Wie viele Jobs habt ihr schon bekommen, weil du so schöne blaue Augen hast?
(Leicht verlegen.) Naja, mit meinem Aussehen vermag ich wohl nicht zu überzeugen. Aber was ich vermehrt versuche, ist die Taktik «Management by Charm».
Also mit Körpereinsatz und so?
Nein, nein, das nicht. Management by Charm heisst, dass ich aufzeige, mit welcher Leidenschaft wir arbeiten. Statt jedes Detail eines Projekts darzulegen, erzähle ich lieber eine Geschichte. Ich versuche, unsere Ziele vermehrt mit Charme und Lockerheit zu erreichen. Das funktioniert ganz gut. Die Taktik habe ich übrigens von Frauen abgeschaut. Ich finde, viele beherrschen das sehr gut.
Wenn du das sagst. Du trägst ja immer so trendy Brillen. Bist du ein kleines Fashion Victim?

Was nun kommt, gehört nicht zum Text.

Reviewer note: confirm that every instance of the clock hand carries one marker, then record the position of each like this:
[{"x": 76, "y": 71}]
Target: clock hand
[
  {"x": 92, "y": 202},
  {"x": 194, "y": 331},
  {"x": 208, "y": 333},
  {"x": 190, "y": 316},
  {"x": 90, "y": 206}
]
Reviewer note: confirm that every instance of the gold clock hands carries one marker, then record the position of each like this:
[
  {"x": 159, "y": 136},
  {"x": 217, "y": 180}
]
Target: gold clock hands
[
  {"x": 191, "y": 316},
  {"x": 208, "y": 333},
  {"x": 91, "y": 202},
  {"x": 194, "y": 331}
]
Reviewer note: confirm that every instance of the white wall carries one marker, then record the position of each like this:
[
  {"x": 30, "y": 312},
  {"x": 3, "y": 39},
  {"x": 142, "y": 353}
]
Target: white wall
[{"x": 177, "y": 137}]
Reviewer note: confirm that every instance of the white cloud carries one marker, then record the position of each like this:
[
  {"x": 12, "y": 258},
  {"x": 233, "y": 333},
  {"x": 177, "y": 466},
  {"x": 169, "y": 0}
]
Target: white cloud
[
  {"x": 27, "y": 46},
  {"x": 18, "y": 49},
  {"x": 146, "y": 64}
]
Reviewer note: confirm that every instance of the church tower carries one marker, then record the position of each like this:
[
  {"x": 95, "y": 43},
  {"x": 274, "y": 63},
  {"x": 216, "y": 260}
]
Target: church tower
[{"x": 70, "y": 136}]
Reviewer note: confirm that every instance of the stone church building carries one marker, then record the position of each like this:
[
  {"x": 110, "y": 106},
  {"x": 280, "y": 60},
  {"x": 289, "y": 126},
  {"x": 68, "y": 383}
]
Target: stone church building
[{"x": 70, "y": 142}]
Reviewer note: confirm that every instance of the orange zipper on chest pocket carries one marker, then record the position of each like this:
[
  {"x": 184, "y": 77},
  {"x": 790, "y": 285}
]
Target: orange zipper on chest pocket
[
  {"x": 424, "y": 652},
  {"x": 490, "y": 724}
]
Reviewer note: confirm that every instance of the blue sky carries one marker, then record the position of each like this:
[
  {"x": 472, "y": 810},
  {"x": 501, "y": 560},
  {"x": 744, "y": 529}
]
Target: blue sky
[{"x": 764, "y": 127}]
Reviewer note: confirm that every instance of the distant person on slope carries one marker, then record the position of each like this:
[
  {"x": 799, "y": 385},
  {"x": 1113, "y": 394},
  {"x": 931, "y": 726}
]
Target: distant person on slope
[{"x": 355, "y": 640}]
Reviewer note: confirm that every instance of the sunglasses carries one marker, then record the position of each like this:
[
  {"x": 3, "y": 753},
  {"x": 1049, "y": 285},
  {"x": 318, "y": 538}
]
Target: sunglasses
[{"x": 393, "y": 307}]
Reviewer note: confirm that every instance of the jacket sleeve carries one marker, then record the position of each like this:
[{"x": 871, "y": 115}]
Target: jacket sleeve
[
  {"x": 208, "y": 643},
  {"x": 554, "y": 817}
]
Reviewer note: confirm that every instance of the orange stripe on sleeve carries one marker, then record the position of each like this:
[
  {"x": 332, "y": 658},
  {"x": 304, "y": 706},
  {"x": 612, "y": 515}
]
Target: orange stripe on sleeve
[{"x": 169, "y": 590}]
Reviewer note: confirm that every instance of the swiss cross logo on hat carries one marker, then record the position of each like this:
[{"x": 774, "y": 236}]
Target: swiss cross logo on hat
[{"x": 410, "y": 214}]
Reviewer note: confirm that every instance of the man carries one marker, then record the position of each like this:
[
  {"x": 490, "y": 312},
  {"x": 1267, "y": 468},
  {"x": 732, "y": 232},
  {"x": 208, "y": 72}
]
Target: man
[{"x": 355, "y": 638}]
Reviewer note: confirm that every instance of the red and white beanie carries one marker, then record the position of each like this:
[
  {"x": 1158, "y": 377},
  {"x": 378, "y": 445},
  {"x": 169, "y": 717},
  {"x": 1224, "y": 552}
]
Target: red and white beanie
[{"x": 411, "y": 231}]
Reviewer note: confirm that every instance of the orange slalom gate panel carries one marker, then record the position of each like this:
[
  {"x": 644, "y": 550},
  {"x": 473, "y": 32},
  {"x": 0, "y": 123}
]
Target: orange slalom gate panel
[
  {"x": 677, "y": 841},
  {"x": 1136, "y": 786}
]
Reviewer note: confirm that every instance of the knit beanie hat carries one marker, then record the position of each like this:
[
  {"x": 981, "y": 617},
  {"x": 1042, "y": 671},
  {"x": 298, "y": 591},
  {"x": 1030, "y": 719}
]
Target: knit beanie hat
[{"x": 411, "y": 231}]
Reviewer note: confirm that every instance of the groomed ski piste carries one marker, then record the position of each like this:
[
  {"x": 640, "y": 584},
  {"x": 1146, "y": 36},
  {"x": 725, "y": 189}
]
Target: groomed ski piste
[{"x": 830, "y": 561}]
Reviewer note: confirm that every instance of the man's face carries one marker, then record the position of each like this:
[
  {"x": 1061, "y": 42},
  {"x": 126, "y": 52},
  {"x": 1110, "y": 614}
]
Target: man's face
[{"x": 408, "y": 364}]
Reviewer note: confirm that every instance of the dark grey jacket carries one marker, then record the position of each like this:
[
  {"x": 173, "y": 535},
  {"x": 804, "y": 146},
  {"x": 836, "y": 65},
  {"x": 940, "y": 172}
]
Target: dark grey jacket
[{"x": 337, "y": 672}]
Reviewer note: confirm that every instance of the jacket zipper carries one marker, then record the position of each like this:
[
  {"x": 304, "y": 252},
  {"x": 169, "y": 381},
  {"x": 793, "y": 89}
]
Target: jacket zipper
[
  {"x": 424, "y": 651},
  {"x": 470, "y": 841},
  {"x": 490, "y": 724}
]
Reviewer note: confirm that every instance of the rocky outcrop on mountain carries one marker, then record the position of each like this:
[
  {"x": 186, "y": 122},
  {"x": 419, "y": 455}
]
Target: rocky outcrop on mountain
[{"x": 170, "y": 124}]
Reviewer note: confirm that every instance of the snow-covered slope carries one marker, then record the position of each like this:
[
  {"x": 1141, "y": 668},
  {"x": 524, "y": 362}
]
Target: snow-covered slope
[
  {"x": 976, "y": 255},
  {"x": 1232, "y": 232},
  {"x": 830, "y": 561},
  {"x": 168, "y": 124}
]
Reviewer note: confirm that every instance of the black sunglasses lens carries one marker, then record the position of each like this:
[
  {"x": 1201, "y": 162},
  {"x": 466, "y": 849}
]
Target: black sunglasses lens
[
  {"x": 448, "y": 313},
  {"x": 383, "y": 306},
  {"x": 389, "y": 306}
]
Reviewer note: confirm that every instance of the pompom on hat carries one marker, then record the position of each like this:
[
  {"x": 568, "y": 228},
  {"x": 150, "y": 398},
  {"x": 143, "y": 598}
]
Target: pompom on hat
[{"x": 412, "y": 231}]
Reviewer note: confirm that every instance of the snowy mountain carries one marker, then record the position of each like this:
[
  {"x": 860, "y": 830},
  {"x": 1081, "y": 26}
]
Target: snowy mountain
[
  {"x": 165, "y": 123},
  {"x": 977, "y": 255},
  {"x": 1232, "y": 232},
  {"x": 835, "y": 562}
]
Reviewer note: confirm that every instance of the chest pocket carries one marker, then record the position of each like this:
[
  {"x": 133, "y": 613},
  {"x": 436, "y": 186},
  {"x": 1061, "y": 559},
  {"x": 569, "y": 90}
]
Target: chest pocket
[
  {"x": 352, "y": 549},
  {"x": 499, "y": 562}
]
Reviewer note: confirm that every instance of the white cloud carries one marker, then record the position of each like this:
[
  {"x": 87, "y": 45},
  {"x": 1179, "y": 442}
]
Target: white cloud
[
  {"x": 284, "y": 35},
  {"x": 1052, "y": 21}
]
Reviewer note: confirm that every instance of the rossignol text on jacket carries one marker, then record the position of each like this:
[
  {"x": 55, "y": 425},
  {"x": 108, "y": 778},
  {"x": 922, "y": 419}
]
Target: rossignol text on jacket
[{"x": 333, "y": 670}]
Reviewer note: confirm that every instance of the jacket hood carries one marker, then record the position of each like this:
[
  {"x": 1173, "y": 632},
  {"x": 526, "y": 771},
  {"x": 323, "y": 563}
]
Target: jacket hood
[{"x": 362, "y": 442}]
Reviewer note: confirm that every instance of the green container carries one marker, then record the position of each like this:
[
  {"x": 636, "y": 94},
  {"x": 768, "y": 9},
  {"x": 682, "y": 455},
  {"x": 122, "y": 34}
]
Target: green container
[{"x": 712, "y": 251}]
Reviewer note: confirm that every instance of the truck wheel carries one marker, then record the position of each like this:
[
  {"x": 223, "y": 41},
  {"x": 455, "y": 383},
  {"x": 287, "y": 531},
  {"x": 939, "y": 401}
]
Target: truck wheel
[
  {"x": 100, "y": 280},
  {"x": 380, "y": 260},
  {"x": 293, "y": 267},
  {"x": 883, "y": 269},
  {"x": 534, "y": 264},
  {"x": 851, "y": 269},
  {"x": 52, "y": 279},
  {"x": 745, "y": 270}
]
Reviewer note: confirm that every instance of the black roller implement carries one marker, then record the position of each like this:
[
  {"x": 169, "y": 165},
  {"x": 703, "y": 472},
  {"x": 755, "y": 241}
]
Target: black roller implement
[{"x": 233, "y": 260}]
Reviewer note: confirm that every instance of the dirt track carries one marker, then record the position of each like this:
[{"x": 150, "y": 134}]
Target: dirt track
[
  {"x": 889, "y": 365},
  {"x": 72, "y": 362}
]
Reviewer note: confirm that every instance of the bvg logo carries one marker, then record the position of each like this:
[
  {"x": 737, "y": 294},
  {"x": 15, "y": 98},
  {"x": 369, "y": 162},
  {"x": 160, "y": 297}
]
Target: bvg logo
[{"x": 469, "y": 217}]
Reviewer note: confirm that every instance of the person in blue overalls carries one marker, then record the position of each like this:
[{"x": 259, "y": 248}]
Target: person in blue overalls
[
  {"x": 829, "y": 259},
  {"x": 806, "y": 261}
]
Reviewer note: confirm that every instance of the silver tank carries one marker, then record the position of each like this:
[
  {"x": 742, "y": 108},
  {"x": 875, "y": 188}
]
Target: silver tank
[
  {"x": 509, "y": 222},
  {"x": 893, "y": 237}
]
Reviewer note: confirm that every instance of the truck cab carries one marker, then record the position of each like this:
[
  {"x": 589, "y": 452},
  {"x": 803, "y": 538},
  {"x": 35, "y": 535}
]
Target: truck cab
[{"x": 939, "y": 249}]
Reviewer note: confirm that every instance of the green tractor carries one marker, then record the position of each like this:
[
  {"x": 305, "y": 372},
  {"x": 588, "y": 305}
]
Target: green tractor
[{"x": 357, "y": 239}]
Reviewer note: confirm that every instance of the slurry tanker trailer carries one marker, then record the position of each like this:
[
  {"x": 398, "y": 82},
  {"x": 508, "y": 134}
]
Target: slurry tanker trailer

(Lacht herzhaft.) Das kann man so sagen. Aber das mit der Brille ist eine längere Geschichte, die auch mit einer Kritik zu tun hat.
Oh, das tut mir leid. Was ist denn passiert?
Naja, also mein Äusseres beziehungsweise mein Stil wurde immer wieder mal kritisiert. Bei meinem ersten Auftritt 2017 ging es beispielsweise um meine Krawatte, die nicht ok war. Einmal passten meine Turnschuhe nicht. Und einmal ging es eben um meine Brille. Da hat der Journalist Peter Rothenbühler in der «Schweizer Illustrierten» kritisiert, dass ich eine total unmodische Brille getragen habe. Das hat mich getroffen. Ich hatte damals noch nicht so lange eine Brille und war völlig überfragt, was eine modische Brille ist. Das konnte ich nicht auf mir sitzen lassen.
Wie ging die Geschichte mit der Brille weiter?
Kurz nach dieser öffentlichen Kritik lernte ich einen Optiker kennen, der einen super Stil hatte. Er wurde zu meiner Vertrauensperson in Sachen Brille. Er berät mich seither, und dank ihm fühle ich mich mit meinen Brillen inzwischen wirklich sicher und wohl.
Das freut mich für dich. Und ich finde es immer wieder krass, was ihr Männer euch über euer Äusseres anhören müsst …
Es ist wirklich belastend, wenn das Äussere kritisiert wird. Wir Männer haben da ja Glück: Bei uns wird meist der Stil und selten das Aussehen kritisiert. Im Gegensatz zu Frauen. Die müssen sich so viel anhören. Das finde ich schrecklich. Wenn jemand sagt: «Du hast eine scheiss Brille», kann ich damit umgehen – inzwischen. Wenn jemand sagt: Du siehst scheisse aus, finde ich das wirklich verletzend und unangemessen. Das geht doch einfach niemanden was an.
Absolut. Du wirst dieses Jahr 50. Wie geht es dir damit?
Extrem gut. Es ist erleichternd, dass mit der hormonellen Veränderung etwas mehr Gelassenheit entsteht.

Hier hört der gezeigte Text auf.